2. Description of the Related Art
Cup assemblies designed to reduce or eliminate leakage or spillage are known. Such cup assemblies often employ valves or flow control elements that attempt to prevent unwanted dispensing of fluid held within the cup. Typically, such cup assemblies require hard or increased suction to be applied to the valve or flow control element for the fluid to pass through to the user, which is often due to the use of a blockage or obstruction disposed in the flow path or passageway.
An example of such a cup assembly and valve or flow control mechanism is disclosed in U.S. Pat. No. 6,422,415 to Manganiello. The Manganiello device includes a cup having an open end and a cap adapted to seal the open end. The cap has a drinking spout and a mating surface, with the mating surface being in fluid communication with the spout. The device also has a valving element that has a stack. The stack is sized and configured to engage the mating surface and thereby place the stack in fluid communication with the spout. The stack has a top portion with a concave valve face in the top portion that curves inwardly towards the stack.
An alternative type of flow control element is disclosed in U.S. Pat. No. 4,915,250 to Hayes. The Hayes device includes a container and a lid. The lid has a tubular chamber formed in the lid. The tubular chamber is a single circular or helical loop that is disposed along an outer area of the lid.
In operation, when the Hayes container is tilted between an upright vertical position and a horizontal position, i.e., rotation of up to 90°, any fluid that seeks to exit the container through the tubular chamber would be required to flow through a path along the circumference of the lid. The circumferential path would require the fluid to flow above the level of the fluid in the container, which it may not be able to do. Thus, the Hayes device intends that the fluid be prevented from exiting through the tubular chamber because the fluid cannot rise above the level of the fluid in the container. As an example, when the Hayes container is tilted or rotated to the horizontal, i.e., rotated 90°, the fluid in the tubular chamber would be required to flow up to the highest point of the lid (along the circumference), which we will call the apex of the tubular chamber. The fluid in the container is below the apex or highest point of the lid and thus fluid flow above the level of fluid in the container, past the apex of the tubular chamber, is intended to be prevented.

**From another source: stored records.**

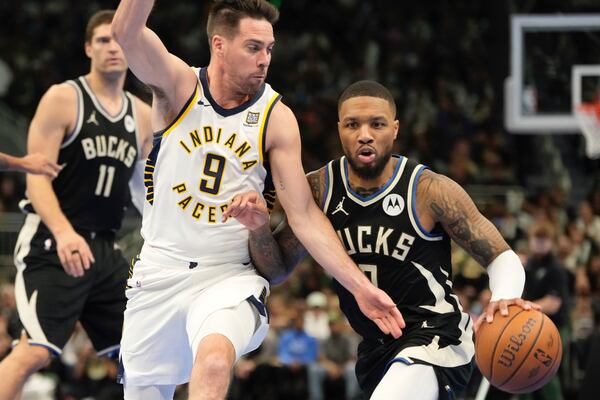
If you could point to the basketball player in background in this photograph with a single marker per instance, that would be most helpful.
(396, 218)
(36, 164)
(196, 304)
(68, 265)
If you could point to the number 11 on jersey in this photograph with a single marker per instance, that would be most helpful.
(105, 179)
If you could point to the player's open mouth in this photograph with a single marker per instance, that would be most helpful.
(366, 155)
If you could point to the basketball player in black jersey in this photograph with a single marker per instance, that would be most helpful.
(396, 219)
(68, 265)
(32, 164)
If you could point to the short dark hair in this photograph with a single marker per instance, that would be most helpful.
(369, 89)
(100, 18)
(225, 15)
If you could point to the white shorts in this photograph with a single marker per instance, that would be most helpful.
(167, 305)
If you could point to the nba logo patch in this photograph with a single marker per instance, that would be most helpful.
(252, 118)
(393, 204)
(129, 124)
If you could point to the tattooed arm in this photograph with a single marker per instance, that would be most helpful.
(276, 254)
(440, 199)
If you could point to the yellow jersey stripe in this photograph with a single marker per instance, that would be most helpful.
(263, 125)
(186, 109)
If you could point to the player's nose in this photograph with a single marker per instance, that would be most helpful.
(364, 134)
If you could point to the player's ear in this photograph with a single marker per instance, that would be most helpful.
(218, 45)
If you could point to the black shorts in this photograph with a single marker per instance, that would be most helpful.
(50, 302)
(374, 359)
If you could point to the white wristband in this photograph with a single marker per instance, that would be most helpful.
(507, 276)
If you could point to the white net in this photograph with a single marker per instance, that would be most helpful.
(588, 118)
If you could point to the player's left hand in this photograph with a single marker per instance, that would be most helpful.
(381, 309)
(249, 208)
(488, 313)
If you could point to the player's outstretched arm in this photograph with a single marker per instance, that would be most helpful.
(440, 199)
(312, 227)
(147, 56)
(37, 164)
(276, 254)
(54, 117)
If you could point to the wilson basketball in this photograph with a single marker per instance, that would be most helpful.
(518, 353)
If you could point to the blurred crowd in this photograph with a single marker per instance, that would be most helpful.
(446, 75)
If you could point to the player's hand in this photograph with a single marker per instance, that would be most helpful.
(381, 309)
(488, 313)
(74, 253)
(249, 208)
(38, 164)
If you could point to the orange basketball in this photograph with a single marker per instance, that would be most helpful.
(518, 353)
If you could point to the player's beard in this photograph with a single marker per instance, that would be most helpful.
(371, 171)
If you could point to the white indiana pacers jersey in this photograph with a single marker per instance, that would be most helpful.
(197, 164)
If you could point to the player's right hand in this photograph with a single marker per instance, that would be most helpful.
(38, 164)
(381, 309)
(249, 208)
(75, 254)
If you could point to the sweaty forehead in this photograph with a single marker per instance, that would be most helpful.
(256, 29)
(365, 107)
(101, 30)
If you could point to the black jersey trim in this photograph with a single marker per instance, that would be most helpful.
(71, 136)
(327, 191)
(368, 200)
(226, 112)
(100, 107)
(412, 187)
(329, 179)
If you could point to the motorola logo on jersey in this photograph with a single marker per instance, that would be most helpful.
(393, 204)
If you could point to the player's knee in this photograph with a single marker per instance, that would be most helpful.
(29, 359)
(217, 366)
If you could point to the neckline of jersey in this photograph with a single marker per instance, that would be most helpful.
(381, 190)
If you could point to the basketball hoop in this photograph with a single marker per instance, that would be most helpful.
(588, 118)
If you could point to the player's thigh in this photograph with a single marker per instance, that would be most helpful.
(154, 347)
(102, 316)
(407, 382)
(238, 324)
(156, 392)
(49, 301)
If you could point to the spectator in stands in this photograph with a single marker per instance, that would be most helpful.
(546, 285)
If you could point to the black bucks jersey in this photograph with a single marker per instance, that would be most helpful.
(382, 234)
(99, 157)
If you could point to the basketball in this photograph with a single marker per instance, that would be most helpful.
(518, 353)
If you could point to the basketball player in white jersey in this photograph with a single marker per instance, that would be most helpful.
(195, 303)
(36, 164)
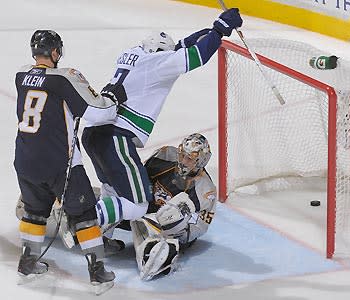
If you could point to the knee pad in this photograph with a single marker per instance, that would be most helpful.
(32, 231)
(88, 215)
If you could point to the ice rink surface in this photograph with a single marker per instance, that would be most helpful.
(262, 247)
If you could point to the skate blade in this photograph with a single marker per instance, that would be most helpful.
(25, 279)
(100, 288)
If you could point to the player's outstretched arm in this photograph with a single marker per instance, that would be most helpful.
(223, 26)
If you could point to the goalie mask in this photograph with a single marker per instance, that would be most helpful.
(193, 154)
(158, 41)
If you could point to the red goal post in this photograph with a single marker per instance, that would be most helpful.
(233, 59)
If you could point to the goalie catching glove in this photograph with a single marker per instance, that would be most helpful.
(173, 217)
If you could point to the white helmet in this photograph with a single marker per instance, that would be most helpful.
(193, 154)
(158, 41)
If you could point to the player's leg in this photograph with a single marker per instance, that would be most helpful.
(155, 255)
(79, 206)
(37, 200)
(115, 154)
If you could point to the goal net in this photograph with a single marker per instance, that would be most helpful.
(266, 146)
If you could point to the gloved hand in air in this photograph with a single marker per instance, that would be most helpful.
(227, 21)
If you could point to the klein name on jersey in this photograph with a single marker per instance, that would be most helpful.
(128, 59)
(36, 81)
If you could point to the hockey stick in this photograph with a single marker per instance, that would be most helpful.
(69, 169)
(256, 60)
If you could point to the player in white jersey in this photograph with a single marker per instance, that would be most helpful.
(147, 73)
(183, 207)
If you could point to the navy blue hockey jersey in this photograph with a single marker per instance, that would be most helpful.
(47, 103)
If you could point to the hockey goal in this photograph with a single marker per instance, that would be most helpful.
(266, 146)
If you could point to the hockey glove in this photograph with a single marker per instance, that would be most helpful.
(227, 21)
(192, 39)
(115, 92)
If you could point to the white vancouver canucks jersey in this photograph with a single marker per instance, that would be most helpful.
(147, 79)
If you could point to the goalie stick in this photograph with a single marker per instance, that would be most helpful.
(256, 60)
(69, 169)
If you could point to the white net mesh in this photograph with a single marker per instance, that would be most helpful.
(273, 147)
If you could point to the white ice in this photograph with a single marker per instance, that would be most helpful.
(94, 33)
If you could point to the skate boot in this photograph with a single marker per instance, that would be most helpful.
(112, 246)
(29, 267)
(99, 277)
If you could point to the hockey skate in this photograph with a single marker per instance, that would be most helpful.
(29, 267)
(99, 277)
(159, 258)
(112, 246)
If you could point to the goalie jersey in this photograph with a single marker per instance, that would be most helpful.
(161, 168)
(48, 101)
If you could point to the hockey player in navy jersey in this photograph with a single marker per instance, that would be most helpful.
(48, 101)
(147, 72)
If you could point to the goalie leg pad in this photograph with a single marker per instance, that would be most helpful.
(159, 257)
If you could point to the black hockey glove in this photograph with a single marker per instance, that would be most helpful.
(115, 92)
(191, 40)
(227, 21)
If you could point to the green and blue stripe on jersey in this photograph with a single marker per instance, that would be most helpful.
(199, 54)
(139, 121)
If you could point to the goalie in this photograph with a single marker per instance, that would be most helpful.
(183, 207)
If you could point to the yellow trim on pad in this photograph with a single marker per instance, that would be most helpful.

However, the Hayes device suffers from the drawback of leakage or spillage when the container is tilted past the horizontal, i.e., when the cup is turned between 90° and 270°. In such an orientation, which we will call upside-down or inverted for simplicity, the fluid in the container will cover the bottom side of the lid if there is enough fluid in the container. At a 180° orientation, i.e., completely upside-down or inverted, the fluid in the container is clearly covering the entire bottom side of the lid. With the fluid covering the bottom side of the lid, the path provided by the tubular chamber no longer requires any exiting fluid to flow above the level of liquid inside the container. At such an orientation of the container, i.e., upside-down or inverted, fluid can freely flow through the tubular chamber under the force of gravity and will spill or leak out of the container.
Additionally, the Hayes device can suffer from the drawback of spillage when the container is shaken. When being shaken, portions of the fluid in the tubular chamber near the apex of the tubular chamber can move past the apex due to the shaking motion. This portion of the fluid will then flow through the remainder of the tubular chamber and out of the container.
Many of the contemporary spill-proof cup assemblies suffer from the drawback of failing to eliminate significant or continuous spillage or shake-out of the fluid inside of the cup. Moreover, the contemporary devices do not facilitate drinking because increased suction is necessary to allow flow due to the use of a blockage structure in the flow path. The contemporary devices also do not facilitate cleaning of the flow control elements because they are difficult to access and have a small size that makes thoroughly cleaning difficult.